Nou en toen vroegen ze dus of ik de twee mailtjes die ze eerder hadden gestuurd had ontvangen (nee) en ik vroeg naar welk emailadres ze dat gestuurd hadden. Zij zeiden toen "naar b.brussen@gmail.com" maar dat is dus helemaal niet mijn emailadres, van wie wel weet ik verder niet. Toen keken ze dus wel even raar want ja, mijn emailadres in gewoon terug te vinden op mijn "oewebsijde" snap je wel.
En toen?
En toen bleek dus uiteindelijk dat ik word aangeklaagd voor bedreiging van politici (artikel 285 lid 1) en (dat hoorde ik dus pas bij het verhoor) artikel artikel 137d wat dus het beruchte "haatzaaien"-artikel is. Ironisch genoeg dezelfde overtreding waarvoor Geert Wilders wordt aangeklaagd want vrijheid van meningsuiting moet je kennelijk zoveel mogelijk tegengaan door het "haatzaaien" te noemen want je weet maar nooit wie er wordt gekwetst met al die meningen enzo.
Wow. En toen?
En toen zeiden de politie-agenten ook nog dat het mijn schuld was dat "alle andere websites het twitterbericht nu ook hebben overgenomen zoals Volkskrant.nl en webwereld.nl" en dat Mohamed Ghabri, de twitterende bedreiger in kwestie, naast zijn dreigtweet "ook hele andere relativerende tweets had geplaatst" maar ik die "niet heb geplaatst en dus bewust een verkeerde context had gekozen". (Dus als je bijvoorbeeld iemand een kogelbrief stuurt en daarna bloemen en bonbons is de context anders en is het geen echte kogelbrief meer ofzoiets.)
En toen?
Nou en toen werd dat hele verhaal uitgeprint en mocht mijn advocaat dat doorlezen (we kregen nog wel de waarschuwing dat er "geen digitale foto's ofzo mochten worden gemaakt van het verbaal") en toen moest ik dat proces-verbaal ondertekenen en dat was het.
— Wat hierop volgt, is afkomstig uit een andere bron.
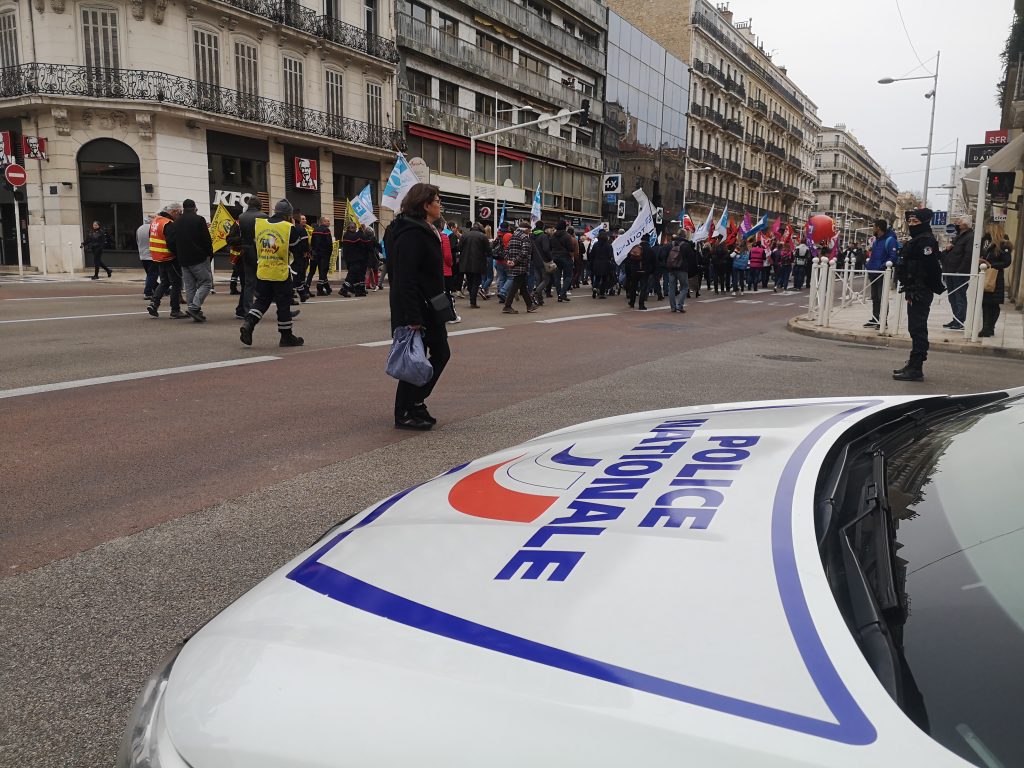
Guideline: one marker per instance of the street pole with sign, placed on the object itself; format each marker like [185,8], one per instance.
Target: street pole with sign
[16,177]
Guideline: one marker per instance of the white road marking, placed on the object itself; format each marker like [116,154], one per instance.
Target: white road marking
[74,316]
[465,332]
[130,377]
[577,316]
[102,296]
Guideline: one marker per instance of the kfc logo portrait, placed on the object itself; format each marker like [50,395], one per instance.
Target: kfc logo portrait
[305,174]
[34,147]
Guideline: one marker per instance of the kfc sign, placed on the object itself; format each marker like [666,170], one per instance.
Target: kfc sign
[229,199]
[34,147]
[305,174]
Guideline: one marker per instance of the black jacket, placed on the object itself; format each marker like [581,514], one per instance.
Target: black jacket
[957,258]
[997,258]
[322,242]
[602,258]
[561,245]
[357,247]
[193,236]
[416,268]
[474,250]
[919,270]
[243,235]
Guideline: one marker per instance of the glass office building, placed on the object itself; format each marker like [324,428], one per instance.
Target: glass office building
[646,95]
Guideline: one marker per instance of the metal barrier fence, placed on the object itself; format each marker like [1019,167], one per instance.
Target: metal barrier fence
[829,278]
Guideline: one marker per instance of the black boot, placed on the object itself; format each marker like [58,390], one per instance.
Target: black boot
[288,339]
[246,332]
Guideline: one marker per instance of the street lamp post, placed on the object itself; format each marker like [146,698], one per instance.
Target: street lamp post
[933,94]
[485,134]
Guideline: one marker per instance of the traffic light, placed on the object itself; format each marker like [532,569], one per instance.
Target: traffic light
[585,115]
[1000,184]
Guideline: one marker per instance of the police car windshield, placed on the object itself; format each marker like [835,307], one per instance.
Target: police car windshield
[956,499]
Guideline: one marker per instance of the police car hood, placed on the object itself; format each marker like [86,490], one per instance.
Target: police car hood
[643,590]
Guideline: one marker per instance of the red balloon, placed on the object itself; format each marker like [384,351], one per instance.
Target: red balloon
[824,227]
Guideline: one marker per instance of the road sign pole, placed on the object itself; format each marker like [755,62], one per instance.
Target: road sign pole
[17,228]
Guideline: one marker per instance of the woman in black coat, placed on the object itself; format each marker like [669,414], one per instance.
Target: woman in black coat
[416,268]
[601,266]
[94,244]
[996,251]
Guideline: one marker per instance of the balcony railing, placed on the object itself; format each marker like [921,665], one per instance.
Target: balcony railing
[291,13]
[145,85]
[444,47]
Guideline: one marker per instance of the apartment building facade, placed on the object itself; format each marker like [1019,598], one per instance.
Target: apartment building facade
[143,102]
[475,66]
[848,184]
[751,129]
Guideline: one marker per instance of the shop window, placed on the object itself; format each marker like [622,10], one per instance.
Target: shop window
[111,190]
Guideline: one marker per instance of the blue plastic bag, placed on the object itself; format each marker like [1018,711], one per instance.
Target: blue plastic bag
[408,358]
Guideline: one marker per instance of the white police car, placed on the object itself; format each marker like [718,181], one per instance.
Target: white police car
[833,582]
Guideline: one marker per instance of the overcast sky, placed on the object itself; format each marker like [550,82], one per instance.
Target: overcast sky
[837,51]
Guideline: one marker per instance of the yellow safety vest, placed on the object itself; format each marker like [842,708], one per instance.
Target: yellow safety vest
[271,250]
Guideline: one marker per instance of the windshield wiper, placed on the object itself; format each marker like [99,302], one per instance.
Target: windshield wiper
[868,543]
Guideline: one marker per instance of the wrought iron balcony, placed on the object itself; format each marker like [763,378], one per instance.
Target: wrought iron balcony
[291,13]
[146,85]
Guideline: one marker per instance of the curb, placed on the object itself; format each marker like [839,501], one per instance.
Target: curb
[955,347]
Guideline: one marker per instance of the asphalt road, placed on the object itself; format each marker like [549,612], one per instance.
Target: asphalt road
[136,509]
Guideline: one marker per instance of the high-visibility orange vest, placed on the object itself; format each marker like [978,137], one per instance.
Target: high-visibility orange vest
[158,242]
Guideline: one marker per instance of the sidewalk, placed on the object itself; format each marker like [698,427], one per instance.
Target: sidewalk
[846,324]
Als nu het OM mij wil gaan vervolgen, krijg ik over een paar maanden ("eerder maanden dan weken", aldus de agenten) vanzelf een uitnodiging om naar de rechtbank te komen. Enfin, het is goed om te zien dat de politie in Nederland zoveel werk maakt van echt belangrijke zaken. Hartverwarmend mensen, echt.